Re: Bits from /me: A humble draft policy on "deep learning v.s. freedom"
- Date: Thu, 23 May 2019 22:53:15 -0700
- From: Mo Zhou <lumin@xxxxxxxxxx>
- Subject: Re: Bits from /me: A humble draft policy on "deep learning v.s. freedom"
On 2019-05-22 12:43, Sam Hartman wrote:
> So, I think it's problematic to apply old assumptions to new areas. The
> reproducible builds world has gotten a lot further with bit-for-bit
> identical builds than I ever imagined they would.
I overhauled the reproducibility section. And lowered the
standard from "Bit-by-Bit" to "Numerically", which is the most practical
choice for now. Anyway we can raise the bar in the future if things got
better in terms of reproducibility.
> However, what's actually needed in the deep learning context is weaker
> than bit-for-bit identical. What we need is a way to validate that two
> models are identical for some equality predicate that meets our security
> and safety (and freedom) concerns. Parallel computation in the
> training, the sort of floating point issues you point to, and a lot of
> other things may make bit-for-bit identical models hard to come by.
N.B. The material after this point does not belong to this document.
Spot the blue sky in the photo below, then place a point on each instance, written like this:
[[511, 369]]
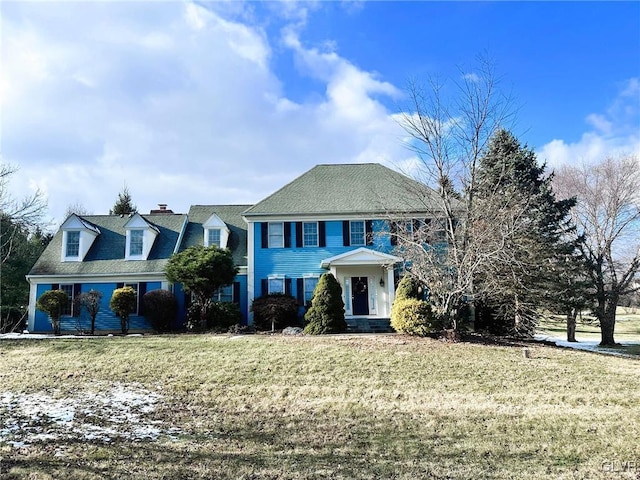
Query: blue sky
[[224, 102]]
Indeed: I name this as "Numerically Reproducible":
> Obviously we need to validate the correctness of whatever comparison
> function we use. The checksums match is relatively easy to validate.
> Something that for example understood floating point numbers would have
> a greater potential for bugs than an implementation of say sha256.
> So, yeah, bit-for-bit identical is great if we can get it. But
> validating these models is important enough that if we need to use a
> different equality predicate it's still worth doing.
For now, we just need to compare the digits and the curves: train twice
without any modification, and see if the curves and digits are the same.
Further measures, I think, depends on how this field evolves.